Review: Falletta plays with senses leading Sarasota Orchestra’s Masterworks
From the Sarasota Herald Tribune
By Gayle Williams
JoAnn Falletta is one of nine guest conductors this season during the Sarasota Orchestra’s search for a new music director.
Internationally acclaimed female conductors of the world are sadly still few and far between despite growing numbers of women in the field. Among this top echelon is JoAnn Falletta, music director of the Buffalo Symphony Orchestra and the Virginia Symphony, who led the Sarasota Orchestra in a vivid and at times electrifying performance Friday night at Van Wezel Performing Arts Hall.
This concert stood out for a variety of reasons, one of which was the simple choice of three symphonic tone poems featured on the program.
In contrast, the Violin Concerto No. 1 in G Minor, Op. 26 by Max Bruch with soloist Alexi Kenney gave us a glimpse of a talent on the rise. Kenney played with a sense of poetry and authenticity and with ample impressive technique. This Bruch concerto is a staple of the repertoire, but Kenney did not follow the beaten path. Rising from an inner quiet, his opening phrase of the prelude stretched out organically as if finding its way for the first time. There was a poetry to his vision of the concerto and Falletta followed suit with an orchestra often playing in hushed tones. Yet the flash did win out in the more fiery Finale for all to enjoy. Kenney returned for an unusually satisfying fantasia encore by Romanian composer/violinist Georges Enesco.

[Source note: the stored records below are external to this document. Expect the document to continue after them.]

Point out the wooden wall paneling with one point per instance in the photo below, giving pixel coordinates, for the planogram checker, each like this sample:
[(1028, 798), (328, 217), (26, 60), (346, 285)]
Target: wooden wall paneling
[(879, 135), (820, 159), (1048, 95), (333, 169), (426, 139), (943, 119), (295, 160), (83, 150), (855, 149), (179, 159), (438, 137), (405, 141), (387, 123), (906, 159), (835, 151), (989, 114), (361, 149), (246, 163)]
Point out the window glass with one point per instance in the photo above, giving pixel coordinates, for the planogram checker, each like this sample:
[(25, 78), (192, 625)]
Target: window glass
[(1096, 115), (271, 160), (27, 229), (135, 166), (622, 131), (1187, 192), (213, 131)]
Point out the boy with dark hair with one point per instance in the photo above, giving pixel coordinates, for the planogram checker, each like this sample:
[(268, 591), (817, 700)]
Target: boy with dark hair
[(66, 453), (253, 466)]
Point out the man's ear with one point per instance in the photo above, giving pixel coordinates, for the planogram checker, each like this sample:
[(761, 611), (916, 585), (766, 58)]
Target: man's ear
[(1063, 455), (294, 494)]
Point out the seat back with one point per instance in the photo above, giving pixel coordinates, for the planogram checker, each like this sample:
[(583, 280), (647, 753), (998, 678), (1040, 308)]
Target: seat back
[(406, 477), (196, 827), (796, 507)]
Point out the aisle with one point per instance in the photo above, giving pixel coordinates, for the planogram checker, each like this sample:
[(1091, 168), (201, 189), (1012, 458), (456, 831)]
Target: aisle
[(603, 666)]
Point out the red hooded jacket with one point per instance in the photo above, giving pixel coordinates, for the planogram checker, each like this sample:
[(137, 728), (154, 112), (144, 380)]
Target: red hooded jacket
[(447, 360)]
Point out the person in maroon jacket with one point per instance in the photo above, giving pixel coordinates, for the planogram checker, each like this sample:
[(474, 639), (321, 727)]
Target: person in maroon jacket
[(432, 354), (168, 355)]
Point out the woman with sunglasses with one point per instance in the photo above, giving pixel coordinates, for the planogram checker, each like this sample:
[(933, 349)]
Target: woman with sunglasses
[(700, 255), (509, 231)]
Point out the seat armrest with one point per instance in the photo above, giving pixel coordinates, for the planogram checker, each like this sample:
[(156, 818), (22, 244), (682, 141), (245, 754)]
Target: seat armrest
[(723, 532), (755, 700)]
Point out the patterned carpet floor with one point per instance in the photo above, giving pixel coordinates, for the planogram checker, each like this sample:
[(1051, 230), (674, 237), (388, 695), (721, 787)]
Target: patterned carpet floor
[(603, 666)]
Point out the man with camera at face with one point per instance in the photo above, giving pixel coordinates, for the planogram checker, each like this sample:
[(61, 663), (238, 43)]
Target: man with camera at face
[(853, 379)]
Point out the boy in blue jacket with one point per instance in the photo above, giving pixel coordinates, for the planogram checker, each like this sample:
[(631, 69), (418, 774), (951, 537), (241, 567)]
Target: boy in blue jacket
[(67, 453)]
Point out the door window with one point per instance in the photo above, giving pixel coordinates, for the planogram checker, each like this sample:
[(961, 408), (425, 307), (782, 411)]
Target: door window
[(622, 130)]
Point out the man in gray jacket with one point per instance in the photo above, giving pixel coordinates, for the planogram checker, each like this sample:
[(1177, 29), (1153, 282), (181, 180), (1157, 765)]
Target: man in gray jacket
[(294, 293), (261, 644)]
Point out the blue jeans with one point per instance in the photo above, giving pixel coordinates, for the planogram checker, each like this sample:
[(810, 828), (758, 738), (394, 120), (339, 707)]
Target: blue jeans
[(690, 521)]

Falletta, one of nine guest conductors this season as the Sarasota Orchestra conducts a search for a new music director, mastered an even broader orchestral palette than usual in the technicolor orchestration Ottorino Respighi employed in his two tone poems on the program: “Le fontane di Roma” (The Fountains of Rome) and “Feste romane” (Roman Festivals). It is not only a credit to the artistry of the Sarasota musicians who consistently turn out sparkling music, but also to Falletta who guided the balance, seeing that inner voices were heard, color amplified, and clarity prevailed in intentionally sculpted phrases.